Safe Space

What do you think of once you see the title ‘Safe Space’?

A safe space is safe as long as people within that space respects those who are within that space. Whether they agree to disagree, ask for better understanding or acknowledge that there is difference in who we are.

My classroom, I have noticed, is often a safe space for students. I tend to have different kinds of people; whether they be people of color, LGBT, a person with disability or bilingual. I attended a professional development presentation on campus where I realized that I tend to not send students of color outside of my classroom for the slightest thing.

While my classroom is a safe space for students, it is not one for me. How can a classroom not be a safe space for someone like me?

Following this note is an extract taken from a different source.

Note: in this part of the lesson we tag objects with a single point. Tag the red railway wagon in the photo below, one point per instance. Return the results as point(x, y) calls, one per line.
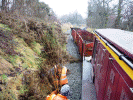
point(84, 41)
point(112, 62)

SafeSpaceIntersectionality

Created by me…

I teach American Sign Language and I am deaf. Naturally, I do struggle with students speaking in the classroom where I practice 90% or more use of target language with pictorial and written English supplemental information. One thing that has been constant, students thinking that I cannot tell if they are speaking (there are some exceptions…) or I am faking my own deafness (vibrations!).

I deal with a wide range of people who hear on a daily basis, approximately 80% of my time. It can get tiring and frustrating, at the same time excited, especially when someone tries to sign back or efficient communication.

I consider my classroom my own personal safe space where I can teach students about ASL, Deaf culture and the people who live within this community. Yet one thing that could make a personal difference within this space that can be transferred out to the real world…is the consistent use of spoken English.

This includes signing and speaking at the same time, which is deteremental to the ability to understand ASL, especially when it is signed. Like learning any language and I can share this from my personal experience learning French, it is not enough just knowing vocabulary and grammar, it is the ability to be able to converse in the language one is learning – at any level.

When a simple policy of not speaking English but signing or using other communication method is established, there is a reason for that – language wise; human wise or for real world application.  Is it a wonder that my safe space is also threatened?  How can I encourage consistent safe space for my students?

I wonder if it is the same for those who are like a fish out of water – marginalized and minority people teaching in majority population locations.